Come sta il funzionario aggredito alla stazione Termini, caccia a sei persone

È grave ma non rischia di morire il funzionario del ministero delle Imprese e del Made in Italy aggredito da un gruppo di circa otto persone alla stazione Termini di Roma nella serata di sabato scorso 10 gennaio. Il cinquantasettenne è ricoverato in prognosi riservata al Policlinico Umberto I, dov'è stato trasportato con l'ambulanza. Le sue condizioni di salute sono serie, ma fortunatamente non rischia di morire: come appreso da Fanpage.it il paziente ha riportato gravi lesioni e fratture, soprattutto al volto. È intubato e in stato di incoscienza nel reparto di terapia intensiva. I medici monitorano costantemente l'evoluzione del suo quadro clinico, che con il passare delle ore lentamente migliora, ma la prognosi resta ancora riservata.
Caccia a sei uomini
Nel frattempo proseguono le indagini condotte dalla Polizia di Stato e coordinate dalla Procura. Non appena le condizioni di salute del paziente lo consentiranno, gli investigatori lo ascolteranno in merito ai fatti dello scorso sabato sera, quando è rimasto vittima dell'aggressione, che lo ha fatto finire in ospedale. Il cinquantasettenne potrà cercare di ricostruire quanto ricorda, per aiutare i poliziotti a risalire all'identità delle sei persone che stanno cercando. Gli agenti hanno visionato le immagini acquisite dalle telecamere di sorveglianza nell'area della stazione Termini, e sono sulle loro tracce.

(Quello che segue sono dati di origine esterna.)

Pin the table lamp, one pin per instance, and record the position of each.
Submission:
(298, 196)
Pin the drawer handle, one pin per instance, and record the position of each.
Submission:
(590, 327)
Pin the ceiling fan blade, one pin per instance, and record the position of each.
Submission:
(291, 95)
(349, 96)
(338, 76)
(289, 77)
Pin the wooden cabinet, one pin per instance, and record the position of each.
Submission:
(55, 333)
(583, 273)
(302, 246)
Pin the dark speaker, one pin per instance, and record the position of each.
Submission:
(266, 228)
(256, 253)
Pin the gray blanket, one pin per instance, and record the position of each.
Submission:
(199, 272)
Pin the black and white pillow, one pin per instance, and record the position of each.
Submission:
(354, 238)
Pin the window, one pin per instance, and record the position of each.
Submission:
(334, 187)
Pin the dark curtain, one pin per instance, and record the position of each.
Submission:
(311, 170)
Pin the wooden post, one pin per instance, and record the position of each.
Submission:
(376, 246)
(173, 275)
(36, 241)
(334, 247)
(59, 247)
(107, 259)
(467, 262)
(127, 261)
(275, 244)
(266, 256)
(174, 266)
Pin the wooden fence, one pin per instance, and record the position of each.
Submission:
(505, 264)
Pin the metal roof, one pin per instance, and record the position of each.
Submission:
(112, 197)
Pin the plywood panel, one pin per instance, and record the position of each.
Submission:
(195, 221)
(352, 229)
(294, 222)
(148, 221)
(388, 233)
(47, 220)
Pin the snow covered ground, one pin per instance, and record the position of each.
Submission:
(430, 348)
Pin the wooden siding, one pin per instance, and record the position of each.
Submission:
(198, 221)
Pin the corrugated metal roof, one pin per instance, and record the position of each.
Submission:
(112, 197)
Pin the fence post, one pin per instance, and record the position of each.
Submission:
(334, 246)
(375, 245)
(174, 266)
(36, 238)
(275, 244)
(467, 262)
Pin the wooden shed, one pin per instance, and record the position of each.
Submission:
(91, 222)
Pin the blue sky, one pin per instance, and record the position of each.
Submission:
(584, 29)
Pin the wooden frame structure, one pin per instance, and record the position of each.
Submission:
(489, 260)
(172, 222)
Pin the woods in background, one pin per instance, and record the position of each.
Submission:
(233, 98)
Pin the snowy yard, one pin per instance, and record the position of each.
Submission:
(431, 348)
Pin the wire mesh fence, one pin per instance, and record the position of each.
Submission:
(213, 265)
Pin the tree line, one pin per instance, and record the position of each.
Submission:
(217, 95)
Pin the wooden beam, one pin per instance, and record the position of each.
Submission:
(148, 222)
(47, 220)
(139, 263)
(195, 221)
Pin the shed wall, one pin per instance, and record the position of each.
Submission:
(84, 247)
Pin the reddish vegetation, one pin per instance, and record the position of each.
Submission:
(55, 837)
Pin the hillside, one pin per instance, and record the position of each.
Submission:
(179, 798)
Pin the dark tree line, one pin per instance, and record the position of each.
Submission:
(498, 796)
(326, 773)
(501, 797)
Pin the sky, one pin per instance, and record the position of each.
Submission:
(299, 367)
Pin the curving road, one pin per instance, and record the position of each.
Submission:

Fermati un 18enne e un 20enne per l'aggressione alla stazione Termini
Finora per l'aggressione alla stazione Termini i poliziotti hanno fermato due persone: si tratta di due giovani uomini, un ventenne di origine tunisina, con precedenti per rissa e reati legati agli stupefacenti, e un diciottenne egiziano, già destinatario a gennaio di un provvedimento di espulsione. Tutti e due, controllati a seguito del maxi blitz della Polizia di Stato dopo le aggressioni, si trovano in stato di fermo. Quella al funzionario del Mimit non è l'unica aggressione avvenuta la sera di sabato scorso. Poco distante è stato pestato anche un rider ventiduenne.